Si le conflit s'étend ou touche des zones économiquement sensibles (détroit d'Ormuz, infrastructures pétrolières), plusieurs mécanismes contractuels méritent votre attention.
Clause de force majeure dans les contrats d'épargne-entreprise : Certains contrats d'épargne salariale prévoient des clauses restrictives en cas d'événement exceptionnel affectant les marchés. Un avocat spécialisé peut vérifier si votre épargne salariale est concernée — consultez également notre article sur les contrats d'assurance face à la force majeure liée à la guerre Iran-Arabie Saoudite.
Liquidité des supports : En période de forte volatilité, certains fonds immobiliers ou alternatifs peuvent temporairement suspendre les rachats. Votre contrat doit mentionner les conditions de liquidité — à vérifier avant toute demande de retrait urgent.
Fiscalité des arbitrages d'urgence : Un arbitrage interne à votre contrat d'assurance-vie ne déclenche pas d'imposition. C'est un avantage fiscal méconnu qui vous permet de sécuriser votre épargne sans frottement fiscal.

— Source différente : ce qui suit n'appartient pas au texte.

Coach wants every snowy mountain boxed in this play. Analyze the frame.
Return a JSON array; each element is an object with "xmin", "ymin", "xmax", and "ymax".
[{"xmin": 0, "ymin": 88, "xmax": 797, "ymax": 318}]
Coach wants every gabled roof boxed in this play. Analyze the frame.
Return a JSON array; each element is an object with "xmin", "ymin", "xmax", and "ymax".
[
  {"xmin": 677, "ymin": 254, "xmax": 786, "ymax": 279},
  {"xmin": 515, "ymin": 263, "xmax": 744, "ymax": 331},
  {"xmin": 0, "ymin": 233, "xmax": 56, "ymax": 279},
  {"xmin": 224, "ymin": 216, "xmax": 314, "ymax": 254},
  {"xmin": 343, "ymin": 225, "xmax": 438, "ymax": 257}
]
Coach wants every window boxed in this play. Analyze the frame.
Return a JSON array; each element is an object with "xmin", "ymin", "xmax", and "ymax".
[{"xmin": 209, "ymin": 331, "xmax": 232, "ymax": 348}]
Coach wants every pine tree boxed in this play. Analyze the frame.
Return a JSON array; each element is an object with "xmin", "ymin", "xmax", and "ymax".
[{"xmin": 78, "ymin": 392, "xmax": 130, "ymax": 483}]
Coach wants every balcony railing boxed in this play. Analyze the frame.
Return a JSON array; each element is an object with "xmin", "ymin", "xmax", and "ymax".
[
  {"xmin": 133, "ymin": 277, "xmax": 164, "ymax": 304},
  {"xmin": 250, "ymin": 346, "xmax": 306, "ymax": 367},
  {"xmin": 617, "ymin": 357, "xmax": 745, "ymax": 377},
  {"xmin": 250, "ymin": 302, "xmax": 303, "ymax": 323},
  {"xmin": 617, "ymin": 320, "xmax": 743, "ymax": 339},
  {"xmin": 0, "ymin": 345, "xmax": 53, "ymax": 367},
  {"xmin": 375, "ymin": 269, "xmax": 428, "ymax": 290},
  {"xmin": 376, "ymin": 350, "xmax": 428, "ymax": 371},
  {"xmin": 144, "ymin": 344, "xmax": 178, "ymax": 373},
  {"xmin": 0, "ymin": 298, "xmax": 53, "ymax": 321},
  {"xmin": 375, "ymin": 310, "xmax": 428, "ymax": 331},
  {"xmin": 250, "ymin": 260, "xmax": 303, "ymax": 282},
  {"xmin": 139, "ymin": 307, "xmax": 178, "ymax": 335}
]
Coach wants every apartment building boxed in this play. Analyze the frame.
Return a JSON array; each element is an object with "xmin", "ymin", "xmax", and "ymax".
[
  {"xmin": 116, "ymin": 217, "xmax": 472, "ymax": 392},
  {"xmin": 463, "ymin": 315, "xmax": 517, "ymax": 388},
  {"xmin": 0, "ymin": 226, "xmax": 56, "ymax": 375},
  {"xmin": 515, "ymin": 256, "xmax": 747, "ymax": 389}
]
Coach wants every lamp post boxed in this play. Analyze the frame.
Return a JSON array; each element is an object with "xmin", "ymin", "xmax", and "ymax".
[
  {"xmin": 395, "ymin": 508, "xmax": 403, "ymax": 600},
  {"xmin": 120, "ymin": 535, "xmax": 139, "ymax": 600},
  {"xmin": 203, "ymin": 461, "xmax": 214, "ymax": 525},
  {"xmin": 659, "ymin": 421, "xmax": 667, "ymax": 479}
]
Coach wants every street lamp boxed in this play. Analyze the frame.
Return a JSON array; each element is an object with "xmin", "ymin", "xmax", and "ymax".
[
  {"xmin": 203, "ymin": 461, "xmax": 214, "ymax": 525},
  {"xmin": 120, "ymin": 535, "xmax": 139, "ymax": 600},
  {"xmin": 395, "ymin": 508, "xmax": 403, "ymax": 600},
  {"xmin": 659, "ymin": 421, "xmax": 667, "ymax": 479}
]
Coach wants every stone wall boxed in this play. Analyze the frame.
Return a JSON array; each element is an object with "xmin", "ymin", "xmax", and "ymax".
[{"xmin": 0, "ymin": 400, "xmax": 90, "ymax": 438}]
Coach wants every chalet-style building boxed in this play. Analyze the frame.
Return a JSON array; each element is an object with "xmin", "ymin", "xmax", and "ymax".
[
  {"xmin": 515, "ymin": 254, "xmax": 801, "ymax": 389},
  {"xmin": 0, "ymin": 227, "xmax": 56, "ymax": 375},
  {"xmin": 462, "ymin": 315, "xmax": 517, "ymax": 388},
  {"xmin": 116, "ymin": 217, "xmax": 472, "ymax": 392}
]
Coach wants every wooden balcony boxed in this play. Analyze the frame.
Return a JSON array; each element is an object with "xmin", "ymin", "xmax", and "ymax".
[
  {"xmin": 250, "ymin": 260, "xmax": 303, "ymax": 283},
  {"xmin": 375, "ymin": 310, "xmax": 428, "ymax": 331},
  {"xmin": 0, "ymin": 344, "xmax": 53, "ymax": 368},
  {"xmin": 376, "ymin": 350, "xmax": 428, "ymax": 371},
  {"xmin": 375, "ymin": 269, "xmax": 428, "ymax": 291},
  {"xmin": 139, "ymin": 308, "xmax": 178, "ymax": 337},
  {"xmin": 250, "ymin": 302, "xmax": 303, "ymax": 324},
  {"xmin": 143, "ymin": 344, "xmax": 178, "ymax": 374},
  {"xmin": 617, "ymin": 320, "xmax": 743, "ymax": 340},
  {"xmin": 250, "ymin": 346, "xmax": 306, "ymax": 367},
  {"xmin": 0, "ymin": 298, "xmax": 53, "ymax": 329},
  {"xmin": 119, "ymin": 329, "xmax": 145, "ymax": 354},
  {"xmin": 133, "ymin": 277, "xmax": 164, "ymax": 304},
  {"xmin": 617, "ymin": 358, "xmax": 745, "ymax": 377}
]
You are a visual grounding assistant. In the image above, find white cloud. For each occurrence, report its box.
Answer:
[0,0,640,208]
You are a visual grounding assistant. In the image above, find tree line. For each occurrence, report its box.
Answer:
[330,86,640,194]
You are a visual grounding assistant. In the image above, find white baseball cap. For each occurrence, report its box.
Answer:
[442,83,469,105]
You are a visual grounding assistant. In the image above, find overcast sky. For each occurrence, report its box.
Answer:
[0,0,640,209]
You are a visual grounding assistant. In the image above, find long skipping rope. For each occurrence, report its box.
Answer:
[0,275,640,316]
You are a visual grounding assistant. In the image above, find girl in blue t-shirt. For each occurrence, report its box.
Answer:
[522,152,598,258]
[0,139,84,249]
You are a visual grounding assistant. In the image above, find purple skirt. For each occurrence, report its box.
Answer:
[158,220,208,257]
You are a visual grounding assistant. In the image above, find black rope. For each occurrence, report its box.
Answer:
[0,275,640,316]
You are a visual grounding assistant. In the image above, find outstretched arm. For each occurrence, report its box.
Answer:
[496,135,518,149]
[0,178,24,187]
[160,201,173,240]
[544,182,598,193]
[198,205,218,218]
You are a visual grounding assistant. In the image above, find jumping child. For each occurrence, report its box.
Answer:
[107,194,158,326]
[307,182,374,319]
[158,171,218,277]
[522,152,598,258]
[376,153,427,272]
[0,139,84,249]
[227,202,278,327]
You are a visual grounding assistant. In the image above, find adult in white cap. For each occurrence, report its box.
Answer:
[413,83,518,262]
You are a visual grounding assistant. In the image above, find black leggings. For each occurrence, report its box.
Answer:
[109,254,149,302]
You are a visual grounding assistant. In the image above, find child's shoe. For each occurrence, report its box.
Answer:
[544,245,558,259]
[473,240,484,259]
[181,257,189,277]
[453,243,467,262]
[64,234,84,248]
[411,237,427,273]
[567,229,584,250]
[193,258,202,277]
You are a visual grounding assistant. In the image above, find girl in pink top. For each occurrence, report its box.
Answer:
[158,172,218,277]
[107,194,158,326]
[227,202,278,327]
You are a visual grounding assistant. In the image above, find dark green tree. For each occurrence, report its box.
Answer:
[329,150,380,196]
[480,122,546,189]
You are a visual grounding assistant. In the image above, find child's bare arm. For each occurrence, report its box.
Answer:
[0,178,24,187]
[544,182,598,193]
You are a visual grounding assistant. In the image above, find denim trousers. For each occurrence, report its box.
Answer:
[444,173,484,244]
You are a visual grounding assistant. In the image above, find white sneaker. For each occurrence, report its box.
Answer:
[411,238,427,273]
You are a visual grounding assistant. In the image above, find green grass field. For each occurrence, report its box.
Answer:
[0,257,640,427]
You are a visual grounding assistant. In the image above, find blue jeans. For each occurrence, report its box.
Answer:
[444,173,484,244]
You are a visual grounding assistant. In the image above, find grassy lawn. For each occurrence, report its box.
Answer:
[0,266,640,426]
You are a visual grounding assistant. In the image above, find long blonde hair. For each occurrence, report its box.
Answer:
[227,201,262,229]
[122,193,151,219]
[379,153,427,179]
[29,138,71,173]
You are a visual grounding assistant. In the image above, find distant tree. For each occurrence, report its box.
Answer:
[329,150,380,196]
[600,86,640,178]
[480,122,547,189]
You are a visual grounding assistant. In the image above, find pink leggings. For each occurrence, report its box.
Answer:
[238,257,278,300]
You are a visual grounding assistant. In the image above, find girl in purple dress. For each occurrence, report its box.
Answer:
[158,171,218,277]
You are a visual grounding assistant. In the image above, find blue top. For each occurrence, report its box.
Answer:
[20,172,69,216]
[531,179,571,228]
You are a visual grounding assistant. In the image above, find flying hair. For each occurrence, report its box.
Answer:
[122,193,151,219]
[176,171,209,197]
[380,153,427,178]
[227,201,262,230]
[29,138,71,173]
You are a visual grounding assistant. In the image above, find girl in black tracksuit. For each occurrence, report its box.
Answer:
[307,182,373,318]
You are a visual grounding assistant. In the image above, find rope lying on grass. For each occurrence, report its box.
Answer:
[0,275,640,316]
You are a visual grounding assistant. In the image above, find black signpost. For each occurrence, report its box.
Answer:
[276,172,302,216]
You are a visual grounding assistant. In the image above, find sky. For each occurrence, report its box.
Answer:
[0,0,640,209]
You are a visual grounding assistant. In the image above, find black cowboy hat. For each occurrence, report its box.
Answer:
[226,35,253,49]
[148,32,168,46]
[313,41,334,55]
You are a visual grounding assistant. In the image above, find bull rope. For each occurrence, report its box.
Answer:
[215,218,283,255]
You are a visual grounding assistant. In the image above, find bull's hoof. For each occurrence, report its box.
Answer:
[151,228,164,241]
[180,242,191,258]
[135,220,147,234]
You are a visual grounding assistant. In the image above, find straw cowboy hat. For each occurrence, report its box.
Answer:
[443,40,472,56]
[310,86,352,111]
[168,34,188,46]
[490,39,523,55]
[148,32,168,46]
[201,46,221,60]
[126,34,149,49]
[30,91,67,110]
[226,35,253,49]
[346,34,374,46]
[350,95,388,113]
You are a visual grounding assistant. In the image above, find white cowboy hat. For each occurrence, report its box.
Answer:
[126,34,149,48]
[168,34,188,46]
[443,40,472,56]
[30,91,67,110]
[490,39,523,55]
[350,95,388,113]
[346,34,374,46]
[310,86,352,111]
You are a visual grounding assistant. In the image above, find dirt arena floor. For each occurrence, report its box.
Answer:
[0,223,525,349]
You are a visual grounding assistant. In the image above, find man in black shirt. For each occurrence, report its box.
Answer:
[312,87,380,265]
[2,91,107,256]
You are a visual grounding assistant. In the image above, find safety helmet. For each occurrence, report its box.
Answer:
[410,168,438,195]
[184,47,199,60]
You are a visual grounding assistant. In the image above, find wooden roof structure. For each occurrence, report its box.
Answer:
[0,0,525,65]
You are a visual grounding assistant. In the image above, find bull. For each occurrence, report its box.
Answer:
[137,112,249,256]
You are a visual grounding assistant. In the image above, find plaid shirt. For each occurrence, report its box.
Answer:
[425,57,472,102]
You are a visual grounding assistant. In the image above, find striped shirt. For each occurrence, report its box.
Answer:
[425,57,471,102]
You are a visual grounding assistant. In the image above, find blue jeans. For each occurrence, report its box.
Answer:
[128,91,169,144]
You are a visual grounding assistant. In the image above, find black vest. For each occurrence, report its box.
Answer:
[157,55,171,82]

Avertissement YMYL : Cet article est de nature informative et ne constitue pas un conseil en investissement personnalisé. Avant toute décision patrimoniale, consultez un conseiller en gestion de patrimoine certifié (CGP) ou un professionnel réglementé par l'AMF.
Ce que disent les conseillers en patrimoine face aux crises militaires
Les professionnels du patrimoine s'accordent sur un point : une crise géopolitique n'est pas un signal de liquidation, mais un signal de révision. L'Autorité de contrôle prudentiel et de résolution (ACPR), dans ses recommandations de 2024, rappelle que les crises extérieures n'engagent pas la solidité des assureurs français, dont les ratios de solvabilité restent solides.
Ce qui change, c'est le contexte macro : inflation alimentée par la hausse du pétrole, possible hausse des taux à court terme, ralentissement de certains secteurs exposés. Autant de paramètres qu'un expert patrimoine peut intégrer dans votre stratégie.
Sur Expert Zoom, des conseillers en gestion de patrimoine certifiés sont disponibles pour une consultation en ligne. Ils peuvent analyser votre exposition aux risques géopolitiques, ajuster votre allocation d'actifs et vous accompagner dans les arbitrages nécessaires — sans frais cachés ni engagement.
Agir maintenant ou attendre : le vrai débat
La tentation est forte d'attendre la fin du conflit avant d'agir. Mais dans les crises prolongées, les meilleures opportunités se saisissent tôt. Après chaque grande crise — 2008, COVID, guerre en Ukraine — les marchés ont rebondi plus vite qu'anticipé.
L'objectif n'est pas de battre les marchés, mais de traverser la tempête avec une allocation adaptée à votre profil de risque et à votre horizon. Un rendez-vous de trente minutes avec un conseiller en patrimoine peut suffire pour vérifier que votre épargne est bien positionnée.
La guerre en Iran-Israël dure depuis plusieurs semaines. Votre plan patrimonial, lui, doit tenir plusieurs décennies.